Starting this year in March, the California Secretary of State will publish annual reports on its website documenting compliance with these diversification requirements. Companies that fail to timely comply will be fined $100,000 for the first violation and $300,000 for subsequent violations.

AB 979 has faced several legal challenges, similar to Senate Bill (SB) 826, which required gender diversity on boards of directors. The State of California is currently defending four different actions involving these bills. Crest v. Padilla I (Crest I) is a taxpayer lawsuit challenging the use of state taxes to enforce the requirements under SB 826. Crest I is currently pending a verdict in the trial court.
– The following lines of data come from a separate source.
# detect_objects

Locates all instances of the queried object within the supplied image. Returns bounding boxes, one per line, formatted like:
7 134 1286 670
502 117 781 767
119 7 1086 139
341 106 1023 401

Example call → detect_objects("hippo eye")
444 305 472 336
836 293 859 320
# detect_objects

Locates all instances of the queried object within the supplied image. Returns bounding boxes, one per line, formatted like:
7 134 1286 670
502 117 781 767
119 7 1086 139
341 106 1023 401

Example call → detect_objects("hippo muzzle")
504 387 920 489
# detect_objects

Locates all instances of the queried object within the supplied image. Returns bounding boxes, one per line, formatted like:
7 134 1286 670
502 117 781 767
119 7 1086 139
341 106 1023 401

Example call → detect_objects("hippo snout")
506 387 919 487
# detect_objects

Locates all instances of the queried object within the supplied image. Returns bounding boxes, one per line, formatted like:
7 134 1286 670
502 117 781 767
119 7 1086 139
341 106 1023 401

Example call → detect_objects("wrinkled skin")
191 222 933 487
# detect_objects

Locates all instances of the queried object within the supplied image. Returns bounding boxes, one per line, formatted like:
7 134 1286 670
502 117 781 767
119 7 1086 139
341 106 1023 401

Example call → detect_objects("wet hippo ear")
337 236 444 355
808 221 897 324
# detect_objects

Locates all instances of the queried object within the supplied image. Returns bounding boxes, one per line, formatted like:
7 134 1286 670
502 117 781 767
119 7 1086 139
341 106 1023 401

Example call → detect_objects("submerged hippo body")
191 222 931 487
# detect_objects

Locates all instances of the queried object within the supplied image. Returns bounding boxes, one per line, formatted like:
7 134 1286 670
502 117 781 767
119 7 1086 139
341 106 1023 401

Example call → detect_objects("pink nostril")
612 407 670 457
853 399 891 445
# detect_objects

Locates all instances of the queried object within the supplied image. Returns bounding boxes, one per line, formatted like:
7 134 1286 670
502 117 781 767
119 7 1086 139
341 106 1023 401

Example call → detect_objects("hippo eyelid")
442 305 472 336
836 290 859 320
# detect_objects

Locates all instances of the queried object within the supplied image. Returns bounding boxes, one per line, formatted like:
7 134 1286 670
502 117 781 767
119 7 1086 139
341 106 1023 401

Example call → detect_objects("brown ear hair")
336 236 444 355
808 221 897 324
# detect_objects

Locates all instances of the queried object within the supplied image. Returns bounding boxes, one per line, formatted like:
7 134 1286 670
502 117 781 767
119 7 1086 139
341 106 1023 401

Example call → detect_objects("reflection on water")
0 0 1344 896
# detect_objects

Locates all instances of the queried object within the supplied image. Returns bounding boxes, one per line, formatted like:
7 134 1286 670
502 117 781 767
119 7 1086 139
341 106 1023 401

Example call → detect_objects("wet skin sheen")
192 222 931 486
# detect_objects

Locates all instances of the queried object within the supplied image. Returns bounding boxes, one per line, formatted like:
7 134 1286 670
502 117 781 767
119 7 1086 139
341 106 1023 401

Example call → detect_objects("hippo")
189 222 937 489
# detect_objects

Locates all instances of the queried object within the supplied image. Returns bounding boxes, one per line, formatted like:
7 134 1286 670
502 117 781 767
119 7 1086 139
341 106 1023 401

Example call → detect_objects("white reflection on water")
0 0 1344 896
A taxpayer challenge to AB 979 was brought by the same parties (Crest v. Padilla II) and is scheduled for trial in May of this year.

Meland v. Weber is an action seeking to enjoin enforcement of SB 826 is pending appeal in the 9th circuit after a denial of a preliminary injunction in that action.

And finally, an action was brought by Alliance for Fair Board Recruitment against the California Secretary of State challenging both SB 826 and AB 979 on equal protection grounds. The State of California recently filed a motion to stay the action pending outcomes of the trials in Crest I and II and the appeal in Meland.